Media release

From: The University of Melbourne

An Australian research team has achieved an advanced materials breakthrough that opens the door to a new generation of nanodrug applications. From drug delivery, to diagnostics, to gene editing and beyond, the breakthrough has the potential to improve outcomes for patients around the world in coming decades.

Using the Australian Synchrotron and state-of-the-art cryo-imaging, the team has developed a new class of lipid nanoparticles (LNPs) that form complex internal arrangements such as cubes or hexagons. These “nonlamellar” (cubes/hexagons) structures significantly expand the potential of LNPs by providing more surface area and greater versatility for carrying a wide variety of cargo, including small-molecule drugs, proteins, metal ions and mRNA.

LNPs are best known as the delivery vehicles that enabled the Pfizer–BioNTech and Moderna COVID-19 vaccines, protecting fragile mRNA molecules and ensuring they reach target cells. Their success during the pandemic sparked global investment in RNA medicines, which are now being explored for cancer treatment, immunotherapy and genetic disorders.

The study, published in the journal “Advanced Materials,” was co-led by University of Melbourne Laureate Professor Frank Caruso, Head of the Caruso Nanoengineering Group, and Dr Yi (David) Ju, Head of the Nanomedicine and Gene Therapeutics Laboratory at the Olivia Newton-John Cancer Research Institute (ONJCRI) and La Trobe University, together with colleagues from RMIT University.

“A key benefit of our new class of LNPs is that their nonlamellar structures are tuneable – meaning their internal order and size can be precisely adjusted by varying the formulation. This flexibility allows us to design delivery systems for different classes of therapeutic molecules,” said first author of the study Dr Shiyao Li, who is a Postdoctoral Researcher at ONJCRI.

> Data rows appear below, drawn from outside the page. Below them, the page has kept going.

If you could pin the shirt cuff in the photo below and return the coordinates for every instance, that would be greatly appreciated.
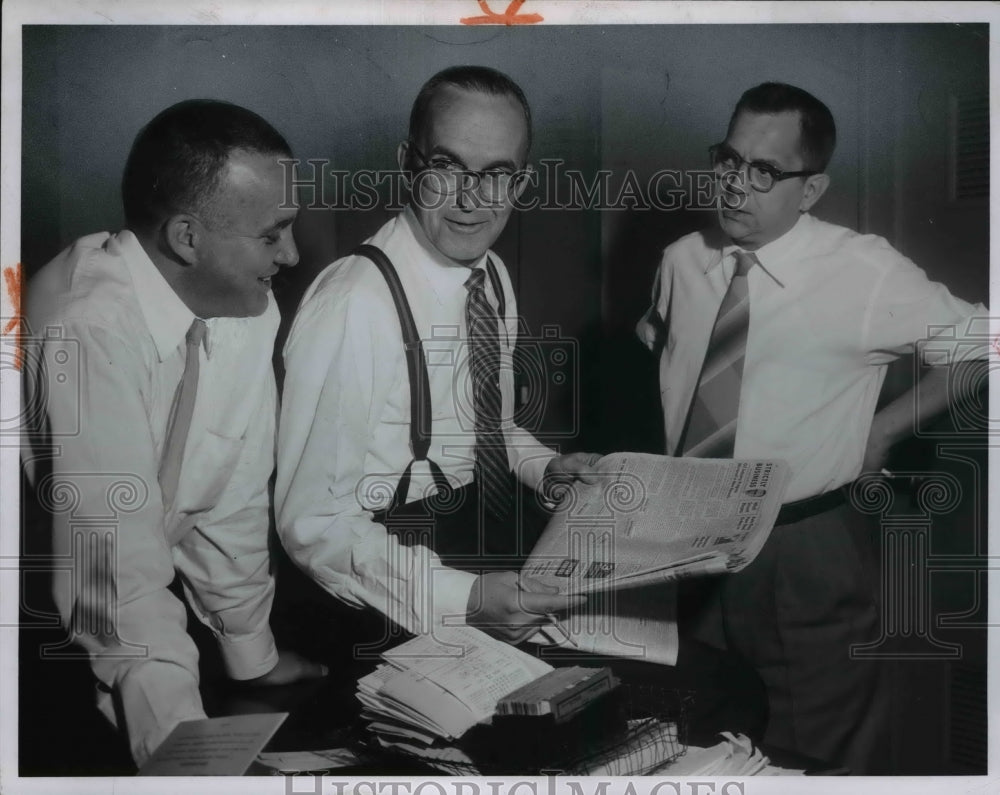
(451, 596)
(249, 656)
(155, 697)
(531, 470)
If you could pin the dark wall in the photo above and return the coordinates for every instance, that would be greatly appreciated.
(623, 99)
(620, 99)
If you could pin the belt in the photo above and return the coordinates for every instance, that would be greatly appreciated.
(812, 506)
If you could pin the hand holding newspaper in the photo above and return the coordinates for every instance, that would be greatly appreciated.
(649, 521)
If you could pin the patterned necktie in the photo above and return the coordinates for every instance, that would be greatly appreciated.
(711, 426)
(179, 422)
(492, 466)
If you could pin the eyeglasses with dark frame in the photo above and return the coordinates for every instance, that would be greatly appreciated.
(763, 176)
(491, 184)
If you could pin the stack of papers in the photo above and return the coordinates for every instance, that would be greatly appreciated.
(734, 756)
(436, 687)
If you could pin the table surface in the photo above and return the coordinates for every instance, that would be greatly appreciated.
(323, 714)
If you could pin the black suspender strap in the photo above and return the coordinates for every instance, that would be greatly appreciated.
(495, 282)
(416, 366)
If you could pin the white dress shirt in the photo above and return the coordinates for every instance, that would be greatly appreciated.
(829, 309)
(344, 432)
(112, 332)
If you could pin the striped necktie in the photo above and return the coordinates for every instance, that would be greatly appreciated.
(492, 466)
(711, 425)
(181, 411)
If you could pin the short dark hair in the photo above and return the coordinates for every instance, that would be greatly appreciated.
(471, 78)
(818, 133)
(178, 158)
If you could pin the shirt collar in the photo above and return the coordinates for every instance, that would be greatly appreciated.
(167, 316)
(774, 257)
(444, 275)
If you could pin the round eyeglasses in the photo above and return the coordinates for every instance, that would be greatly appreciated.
(446, 177)
(728, 164)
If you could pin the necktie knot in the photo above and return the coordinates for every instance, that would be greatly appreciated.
(744, 262)
(475, 280)
(196, 332)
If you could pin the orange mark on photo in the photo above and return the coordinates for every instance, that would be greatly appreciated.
(508, 17)
(12, 279)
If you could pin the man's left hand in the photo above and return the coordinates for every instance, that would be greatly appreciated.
(291, 667)
(562, 470)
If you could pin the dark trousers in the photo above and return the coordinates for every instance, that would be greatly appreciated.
(798, 614)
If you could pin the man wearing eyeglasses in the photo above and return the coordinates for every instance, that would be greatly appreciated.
(774, 333)
(387, 464)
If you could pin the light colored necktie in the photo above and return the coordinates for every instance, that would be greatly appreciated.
(179, 422)
(492, 465)
(711, 424)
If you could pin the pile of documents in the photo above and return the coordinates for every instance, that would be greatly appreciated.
(734, 756)
(431, 690)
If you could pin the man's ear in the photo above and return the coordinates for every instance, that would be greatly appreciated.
(526, 175)
(402, 151)
(815, 187)
(182, 233)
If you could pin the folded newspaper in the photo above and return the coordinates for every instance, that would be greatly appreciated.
(647, 522)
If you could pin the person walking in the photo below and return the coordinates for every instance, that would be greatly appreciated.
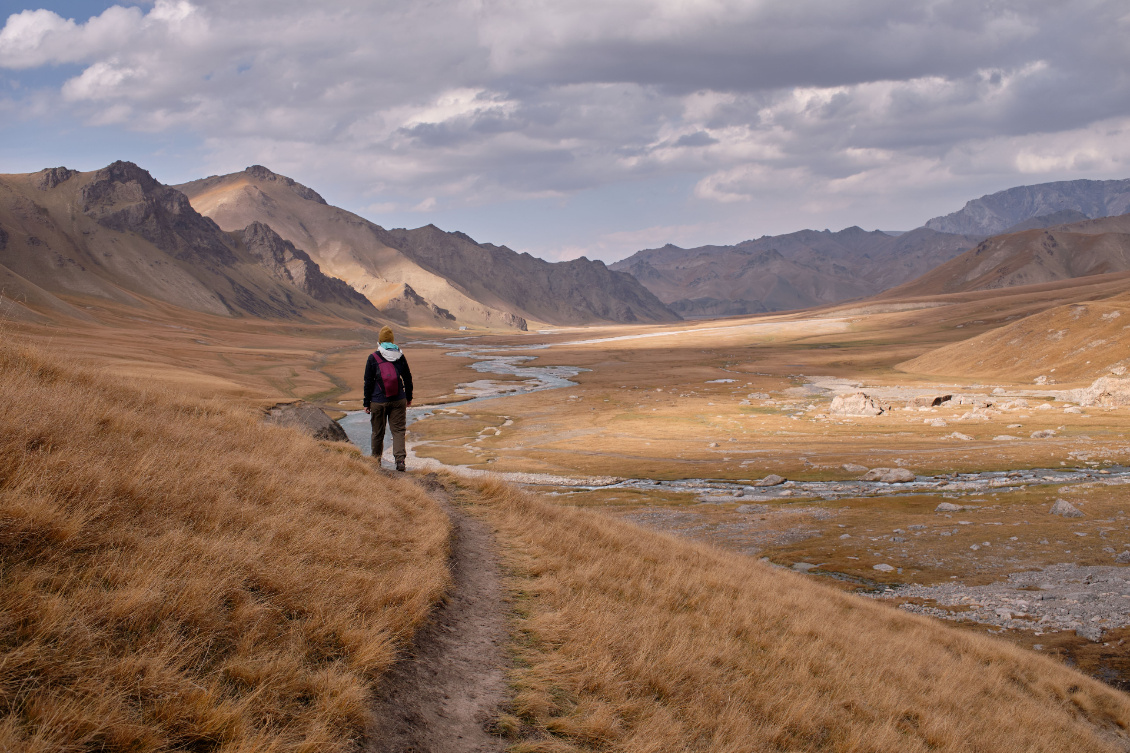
(388, 395)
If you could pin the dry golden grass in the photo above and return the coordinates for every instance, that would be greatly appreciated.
(629, 640)
(176, 576)
(1070, 343)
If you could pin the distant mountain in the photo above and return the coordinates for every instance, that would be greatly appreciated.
(1060, 217)
(998, 213)
(573, 292)
(431, 276)
(1029, 257)
(118, 234)
(789, 271)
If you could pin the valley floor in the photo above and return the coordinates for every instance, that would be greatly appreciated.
(660, 614)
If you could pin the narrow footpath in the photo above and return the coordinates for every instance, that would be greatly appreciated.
(442, 697)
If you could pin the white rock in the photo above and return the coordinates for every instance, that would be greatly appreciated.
(1105, 391)
(888, 475)
(1066, 509)
(855, 404)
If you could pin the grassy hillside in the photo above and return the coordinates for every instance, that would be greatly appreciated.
(634, 641)
(1078, 342)
(176, 576)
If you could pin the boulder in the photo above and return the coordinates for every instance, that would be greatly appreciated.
(1106, 391)
(888, 475)
(1066, 509)
(1093, 633)
(306, 418)
(855, 404)
(928, 400)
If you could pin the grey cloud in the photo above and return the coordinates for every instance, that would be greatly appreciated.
(492, 100)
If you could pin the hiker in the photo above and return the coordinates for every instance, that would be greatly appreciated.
(388, 395)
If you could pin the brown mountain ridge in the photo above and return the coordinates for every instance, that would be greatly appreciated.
(1031, 257)
(429, 276)
(119, 234)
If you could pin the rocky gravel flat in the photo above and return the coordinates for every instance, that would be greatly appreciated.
(1060, 597)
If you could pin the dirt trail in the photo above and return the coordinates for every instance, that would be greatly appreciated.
(440, 698)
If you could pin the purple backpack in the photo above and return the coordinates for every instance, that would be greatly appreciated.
(388, 377)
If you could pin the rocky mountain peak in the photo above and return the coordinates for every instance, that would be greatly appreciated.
(294, 266)
(260, 173)
(127, 198)
(51, 176)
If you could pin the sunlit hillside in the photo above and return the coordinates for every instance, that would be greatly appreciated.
(176, 576)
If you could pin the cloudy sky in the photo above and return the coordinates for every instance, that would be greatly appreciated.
(583, 127)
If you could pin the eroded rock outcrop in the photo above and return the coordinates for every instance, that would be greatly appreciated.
(1106, 392)
(857, 404)
(306, 418)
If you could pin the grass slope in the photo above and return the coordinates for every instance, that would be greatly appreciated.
(1070, 343)
(176, 576)
(634, 641)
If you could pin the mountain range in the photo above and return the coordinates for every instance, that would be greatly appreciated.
(789, 271)
(1031, 257)
(275, 249)
(1002, 211)
(116, 234)
(260, 244)
(426, 276)
(992, 241)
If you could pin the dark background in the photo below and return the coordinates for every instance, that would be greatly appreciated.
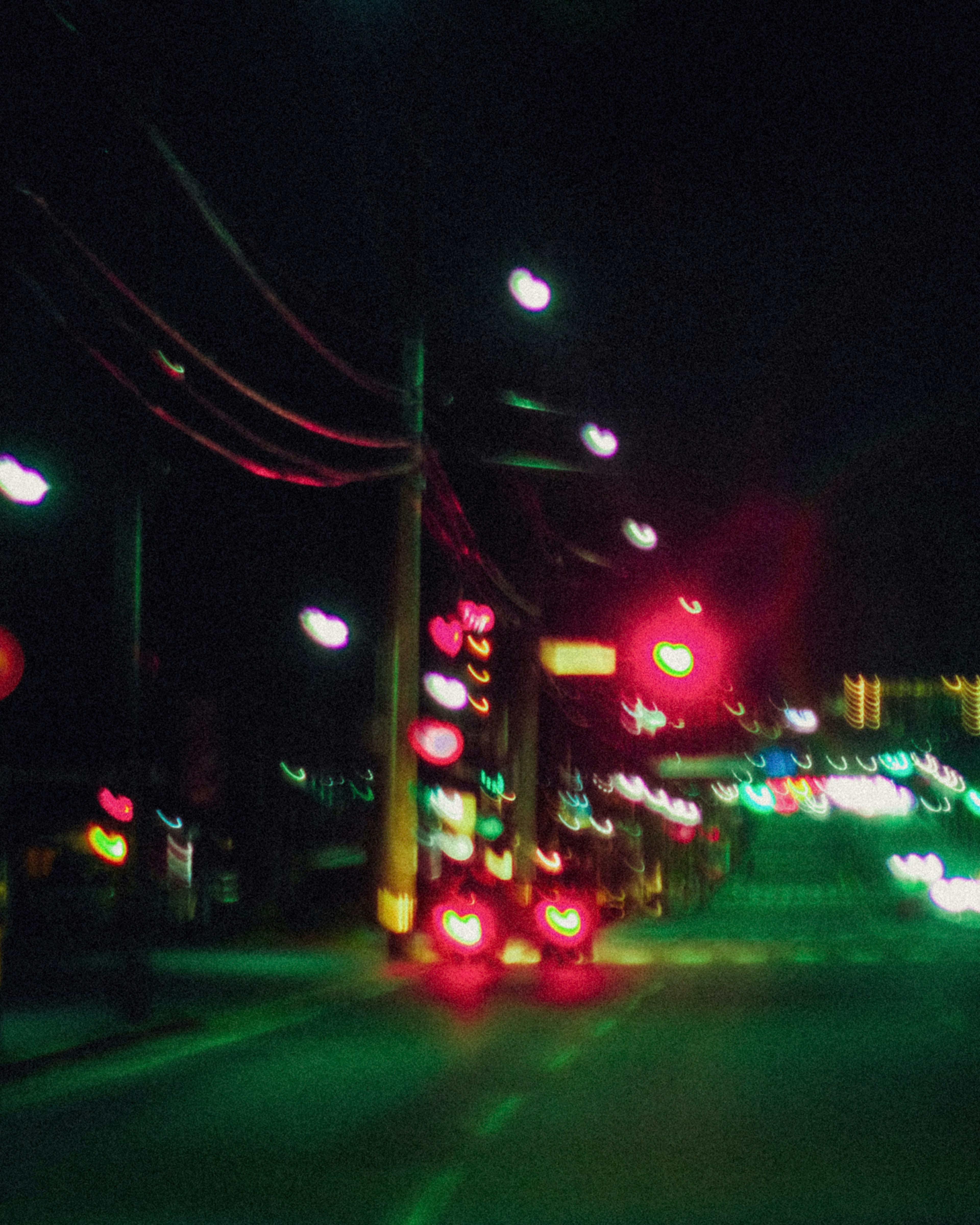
(760, 225)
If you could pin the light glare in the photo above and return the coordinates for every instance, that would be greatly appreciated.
(324, 629)
(20, 484)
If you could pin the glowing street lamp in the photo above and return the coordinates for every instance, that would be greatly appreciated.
(21, 484)
(529, 291)
(325, 630)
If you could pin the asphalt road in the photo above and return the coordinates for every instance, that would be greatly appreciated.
(840, 1091)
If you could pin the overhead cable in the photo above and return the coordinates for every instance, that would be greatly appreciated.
(244, 389)
(197, 194)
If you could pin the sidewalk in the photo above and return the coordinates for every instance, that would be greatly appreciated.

“This new class has been created from polyphenols – naturally occurring plant compounds with antioxidant and anti-inflammatory properties – in combination with a lipid,” Professor Caruso said.

“The breakthrough will bring insights into nanostructured materials design and allow new applications in diverse fields, from molecular delivery for cancer treatments, to protein and gene therapies, and even diagnostic nanomaterials. There is wide capacity to tailor these materials to different delivery needs.”

Dr Ju said the team has patented a library of this new class of LNPs and that “the team is very excited about the potential of this new platform technology and is looking for industry partners to work with to develop new mRNA therapeutics”.

“Within five years, we hope to validate the platform with new therapeutic applications in animal models. Importantly, these LNPs can be produced using the same assembling equipment as current vaccines, but with components that are significantly more affordable than those found in existing LNP drug delivery formulations,” he said.

The research was supported by Australian Research Council (ARC) Discovery Project grants DP210103114 and DP250102188; ARC Discovery Early Career Researcher Award (DECRA) DE230101542; National Health and Medical Research Council (NHMRC) Investigator Grant GNT2016732; and NHMRC Ideas Grant GNT2011990.